31. A method performed by one or more computing systems for training a machine learning model using training data comprising a plurality of training data sets, each training data set having training data and a training label, the method comprising: accessing a plurality of clinical data sets representing patient data, each clinical data set having clinical data and a clinical label; for each clinical data set, applying an algorithm to the clinical data of that clinical data set to generate an algorithm label for the clinical data; determining whether the clinical label of that clinical data set and the algorithm label satisfy a valid training data criterion; and when the valid training data criterion is satisfied, designating that that clinical data set represents a valid training data set; and training the machine learning model using valid training data sets and simulated data sets.

32. The method of claim 31 further comprising, for each of a plurality of simulations, running the simulation based on a simulated label and generating simulated data based on the simulation, the simulated data and the simulated label being a simulated data set.

33. The method of claim 31 further comprising applying the trained machine learning model to target data to identify a target label.

34. The method of claim 31 wherein multiple algorithms are applied to a clinical data of a clinical data set and wherein the valid training data criterion is based on the algorithm labels generated based on the multiple algorithms.

35. A method for treating a patient having a medical condition, the method comprising: performing by one or more computing systems training of a machine learning model using training data comprising a plurality of training data sets, each training data set having training data and a training label, the training comprising: accessing a plurality of clinical data sets representing patient data, each clinical data set having clinical data and a clinical label; for each clinical data set, applying an algorithm to the clinical data of that clinical data set to generate an algorithm label for the clinical data; determining whether the clinical label of that clinical data set and the algorithm label satisfy a valid training data criterion; and when the valid training data criterion is satisfied, designating that that clinical data set represents a valid training data set; and training the machine learning model using valid training data sets and simulated data sets; accessing a patient data of the patient; and applying the trained machine learning model to the patient data to generate a patient label; and treating the patient for the medical condition factoring in the patient label.
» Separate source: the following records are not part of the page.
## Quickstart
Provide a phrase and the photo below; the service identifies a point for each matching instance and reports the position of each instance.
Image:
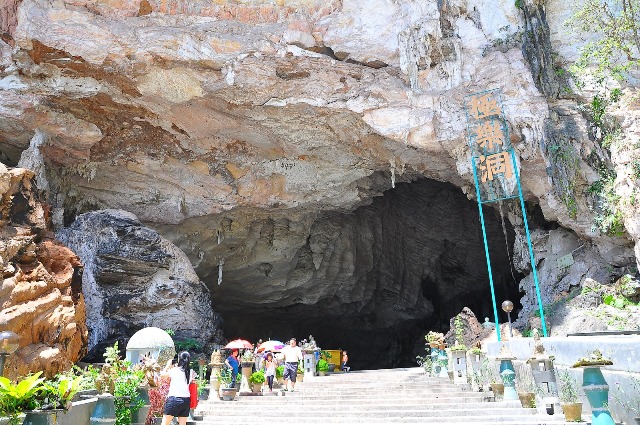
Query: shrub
(323, 366)
(257, 377)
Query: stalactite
(392, 162)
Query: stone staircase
(371, 397)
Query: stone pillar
(309, 364)
(443, 362)
(247, 370)
(508, 373)
(544, 376)
(597, 391)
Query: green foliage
(425, 362)
(459, 328)
(323, 366)
(88, 377)
(528, 332)
(568, 387)
(629, 402)
(257, 377)
(279, 371)
(57, 393)
(224, 375)
(187, 344)
(325, 354)
(16, 398)
(565, 171)
(613, 51)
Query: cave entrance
(373, 281)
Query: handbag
(193, 392)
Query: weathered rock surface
(134, 278)
(40, 297)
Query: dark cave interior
(419, 254)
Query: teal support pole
(486, 248)
(526, 229)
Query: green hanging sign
(495, 172)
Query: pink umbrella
(270, 346)
(239, 344)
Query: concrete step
(450, 399)
(442, 420)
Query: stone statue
(487, 324)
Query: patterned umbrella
(239, 344)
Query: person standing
(292, 355)
(233, 363)
(178, 398)
(345, 359)
(270, 365)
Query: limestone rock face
(248, 132)
(40, 298)
(134, 278)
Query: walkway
(372, 397)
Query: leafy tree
(615, 47)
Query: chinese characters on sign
(491, 149)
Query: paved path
(373, 397)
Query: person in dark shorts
(292, 356)
(178, 398)
(232, 363)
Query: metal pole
(3, 358)
(526, 229)
(486, 247)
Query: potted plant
(630, 403)
(157, 397)
(434, 339)
(280, 374)
(568, 392)
(15, 399)
(300, 372)
(323, 367)
(257, 379)
(526, 391)
(495, 382)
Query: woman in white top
(178, 398)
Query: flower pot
(527, 400)
(204, 394)
(42, 417)
(228, 394)
(139, 416)
(497, 388)
(572, 412)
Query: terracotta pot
(497, 388)
(572, 412)
(528, 400)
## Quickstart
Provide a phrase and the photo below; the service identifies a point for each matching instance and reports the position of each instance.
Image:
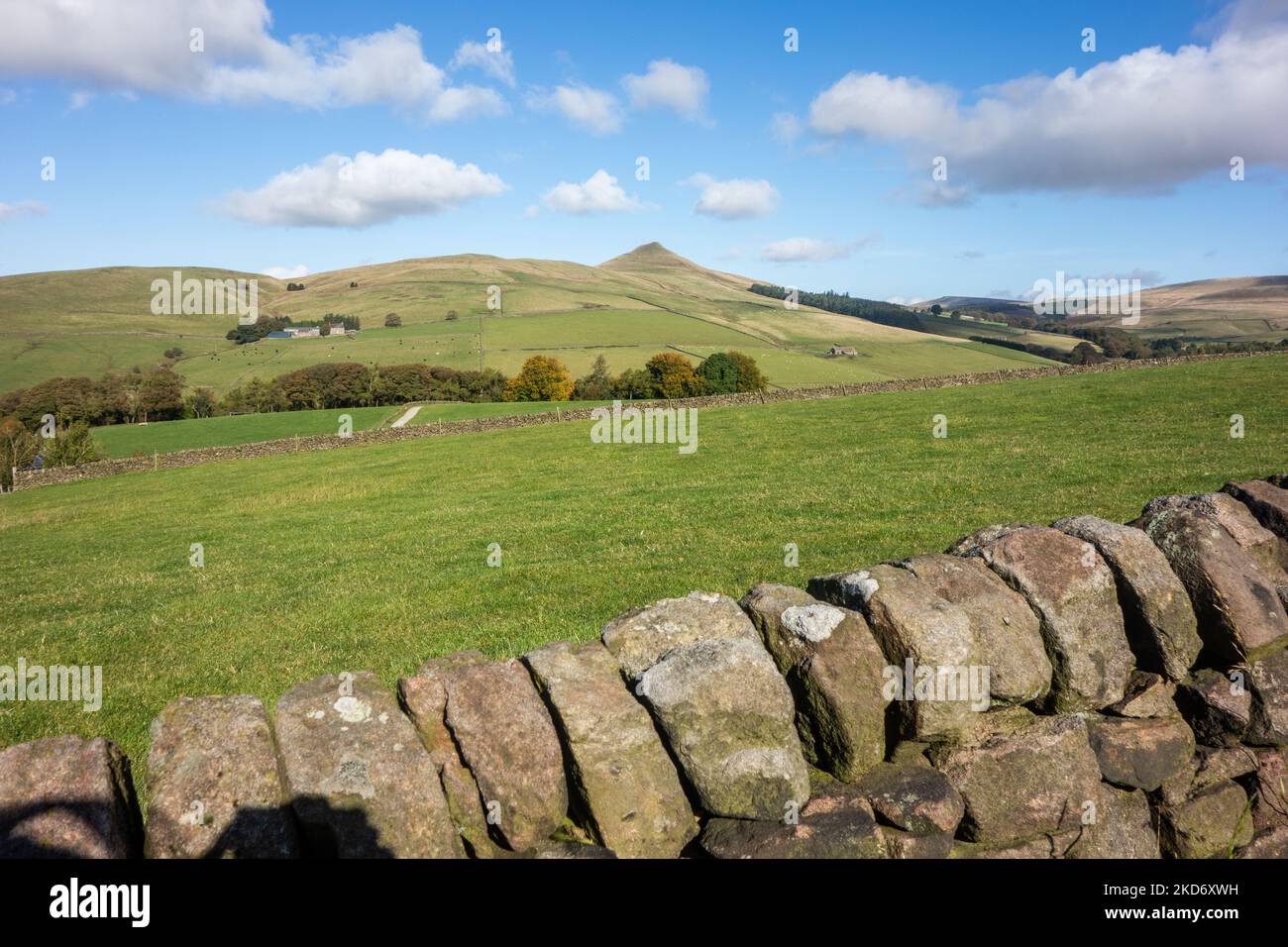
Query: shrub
(597, 385)
(541, 379)
(634, 382)
(719, 372)
(73, 445)
(750, 377)
(673, 375)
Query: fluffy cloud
(129, 47)
(20, 209)
(786, 128)
(593, 110)
(11, 210)
(494, 60)
(734, 198)
(599, 193)
(364, 191)
(1142, 123)
(286, 272)
(666, 84)
(798, 249)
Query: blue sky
(810, 167)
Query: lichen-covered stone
(729, 719)
(1267, 680)
(1216, 707)
(1267, 502)
(505, 736)
(836, 823)
(1026, 784)
(927, 642)
(1216, 763)
(1073, 591)
(1140, 754)
(67, 797)
(217, 789)
(1121, 826)
(424, 698)
(1003, 719)
(1159, 620)
(832, 665)
(619, 771)
(1147, 694)
(1236, 603)
(361, 783)
(1006, 630)
(915, 799)
(901, 844)
(1270, 806)
(1261, 545)
(1046, 845)
(642, 637)
(1271, 844)
(1209, 825)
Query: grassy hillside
(1243, 308)
(85, 322)
(376, 558)
(128, 440)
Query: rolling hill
(1241, 308)
(85, 322)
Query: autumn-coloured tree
(540, 379)
(750, 376)
(673, 375)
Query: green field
(86, 322)
(162, 437)
(376, 557)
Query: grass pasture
(376, 557)
(85, 322)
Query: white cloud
(599, 193)
(364, 191)
(494, 60)
(124, 46)
(666, 84)
(734, 198)
(932, 195)
(1138, 124)
(286, 272)
(12, 210)
(786, 128)
(798, 249)
(593, 110)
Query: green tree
(71, 446)
(673, 375)
(750, 377)
(200, 403)
(719, 372)
(634, 382)
(597, 385)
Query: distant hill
(1241, 308)
(85, 322)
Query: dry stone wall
(29, 479)
(1085, 689)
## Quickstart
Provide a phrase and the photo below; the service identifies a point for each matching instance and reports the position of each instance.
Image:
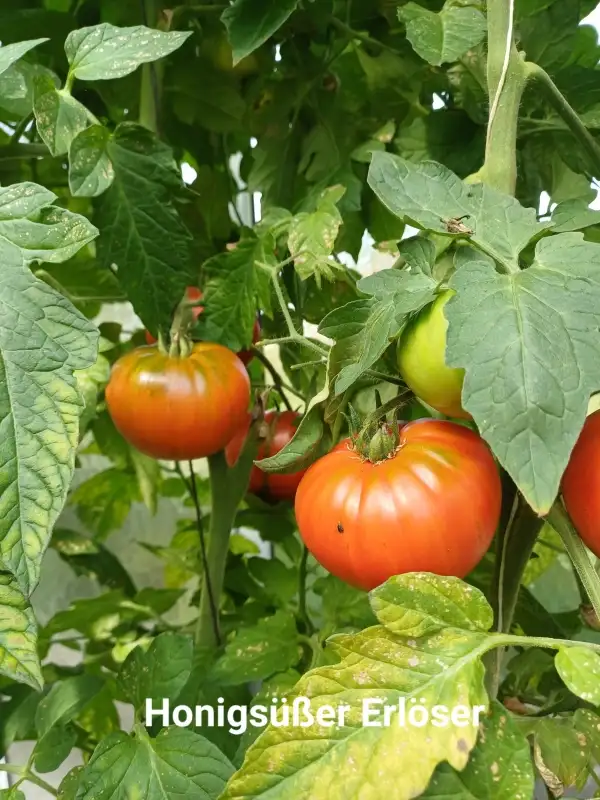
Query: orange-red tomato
(581, 484)
(280, 428)
(194, 294)
(432, 507)
(179, 408)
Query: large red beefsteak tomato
(433, 506)
(179, 408)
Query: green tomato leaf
(443, 668)
(43, 341)
(13, 52)
(446, 36)
(232, 287)
(65, 700)
(159, 673)
(311, 239)
(58, 116)
(573, 215)
(136, 217)
(579, 667)
(529, 399)
(53, 748)
(90, 169)
(250, 24)
(561, 754)
(18, 636)
(433, 198)
(259, 651)
(102, 52)
(499, 768)
(178, 763)
(363, 329)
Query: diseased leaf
(529, 344)
(499, 767)
(431, 197)
(178, 763)
(13, 52)
(43, 341)
(259, 651)
(102, 52)
(250, 24)
(579, 667)
(377, 667)
(90, 169)
(137, 218)
(59, 117)
(18, 636)
(444, 36)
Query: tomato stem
(228, 487)
(506, 80)
(566, 112)
(578, 553)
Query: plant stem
(277, 382)
(25, 775)
(566, 112)
(302, 612)
(506, 80)
(578, 554)
(228, 487)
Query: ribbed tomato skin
(179, 408)
(282, 426)
(433, 507)
(581, 484)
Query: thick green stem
(506, 77)
(578, 554)
(566, 112)
(228, 487)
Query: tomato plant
(178, 407)
(390, 209)
(277, 432)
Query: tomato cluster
(278, 429)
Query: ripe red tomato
(581, 484)
(432, 507)
(280, 428)
(422, 360)
(179, 408)
(194, 294)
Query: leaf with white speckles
(259, 651)
(43, 341)
(18, 636)
(90, 169)
(13, 52)
(58, 116)
(579, 667)
(102, 52)
(178, 763)
(420, 604)
(499, 768)
(439, 668)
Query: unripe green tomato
(421, 360)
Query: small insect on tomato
(177, 408)
(430, 505)
(279, 429)
(581, 484)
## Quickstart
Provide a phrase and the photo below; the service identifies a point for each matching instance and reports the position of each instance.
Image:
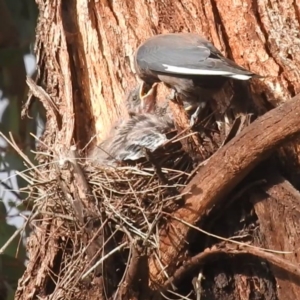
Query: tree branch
(226, 168)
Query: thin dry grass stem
(118, 206)
(231, 240)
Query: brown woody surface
(85, 55)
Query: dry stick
(225, 169)
(209, 254)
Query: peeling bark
(85, 64)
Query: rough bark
(85, 58)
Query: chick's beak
(148, 97)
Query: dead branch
(227, 249)
(226, 168)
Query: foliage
(17, 35)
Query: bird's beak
(148, 97)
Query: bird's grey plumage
(127, 142)
(186, 62)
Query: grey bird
(128, 140)
(187, 63)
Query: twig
(225, 169)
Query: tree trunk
(85, 58)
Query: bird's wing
(170, 54)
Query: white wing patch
(189, 71)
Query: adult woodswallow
(187, 63)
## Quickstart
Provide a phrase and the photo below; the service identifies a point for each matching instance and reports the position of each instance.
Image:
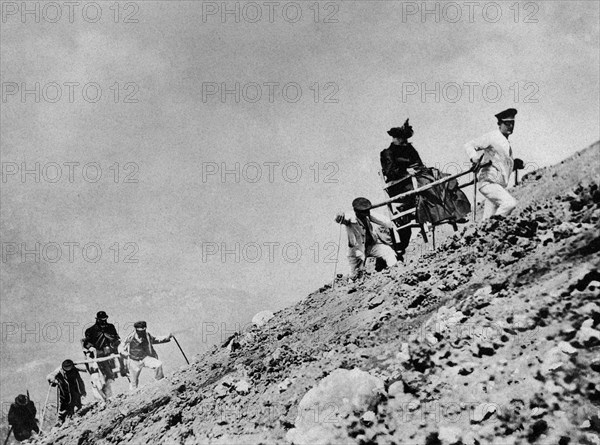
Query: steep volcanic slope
(493, 339)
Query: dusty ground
(492, 339)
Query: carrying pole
(182, 353)
(44, 410)
(416, 192)
(337, 256)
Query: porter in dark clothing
(21, 417)
(70, 389)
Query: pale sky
(360, 73)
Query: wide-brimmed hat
(101, 315)
(507, 115)
(403, 132)
(361, 204)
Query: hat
(361, 204)
(507, 115)
(403, 132)
(67, 365)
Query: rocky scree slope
(494, 338)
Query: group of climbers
(107, 358)
(370, 234)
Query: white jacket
(495, 148)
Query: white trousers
(379, 250)
(135, 367)
(498, 200)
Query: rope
(337, 255)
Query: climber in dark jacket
(401, 161)
(70, 389)
(21, 417)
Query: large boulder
(262, 318)
(322, 409)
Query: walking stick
(337, 256)
(44, 410)
(182, 353)
(8, 435)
36. The method of claim 35 wherein the medical condition is an arrhythmia, the patient data includes a patient cardiogram collected from the patient, the patient label is based on a source location of an arrhythmia, and the treating is an ablation procedure targeting the source location of the arrhythmia.

37. The method of claim 36 wherein the medical condition is an arrhythmia, the patient data includes a patient cardiogram collected from the patient, the patient label is based on a source location of an arrhythmia, and the treating is a medication.